Antiresorptive agents:
medications
or hormones that inhibit bone resorption.
Apoptosis:
gene-directed
cell death or programmed cell death that occurs when age, condition, or state of
cell health dictates. Cells that die by apoptosis do not usually elicit the
inflammatory responses that are associated with necrosis. Cancer cells are not
able to undergo apoptosis.
Arginine: L-Arginine is
crystalline, free-form amino acid. It is a important factor in muscle metabolism
and works to transport, store and excrete nitrogen and is involved in DNA
synthesis. It is also a precursor of guanidophosphate, phosphoarginine, and
creatine, three high-energy compounds found in muscles.
Arrhythmia:
an abnormal
heart rhythm. The heart rhythm may be too fast (tachycardia), too slow (bradycardia)
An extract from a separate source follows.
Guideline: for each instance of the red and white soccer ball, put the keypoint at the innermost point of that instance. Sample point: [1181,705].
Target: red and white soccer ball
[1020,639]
or irregular. Some arrhythmias, such as ventricular fibrillation, may lead to
cardiac arrest if not treated promptly.
Asthma:
a respiratory
condition characterized by difficulty breathing and reversible narrowing of the
airways, known as bronchospasm.
Ataxia:
a lack of
coordination or unsteadiness usually related to a disturbance in the cerebellum,
a part of the brain that regulates coordination and equilibrium.
Atherosclerosis:
also known as
arteriosclerosis, atherosclerosis results from the accumulation of
cholesterol-laden plaque in artery walls. Plaque accumulation causes a
narrowing and a loss of elasticity of the arteries, sometimes referred to as
hardening of the arteries.
ATP:
adenosine
triphosphate. An important compound for the storage of energy in cells, as well
as the synthesis (formation) of nucleic acids.
Atrophic
gastritis:
a chronic
inflammation of the lining of the stomach, which ultimately results in the loss
of glands in the stomach (atrophy) and decreased stomach acid production.
Atrophy:
decrease in
size or wasting away of a body part or tissue.
Autoimmune
disease:
Autoimmune
diseases occur when the body tissues are mistakenly attacked by its own immune
system. The immune system is a complex organization of cells and antibodies
designed normally to destroy pathogens, particularly viruses and bacteria that
cause infections. Individuals with autoimmune diseases have antibodies in their
blood which target their own body tissues.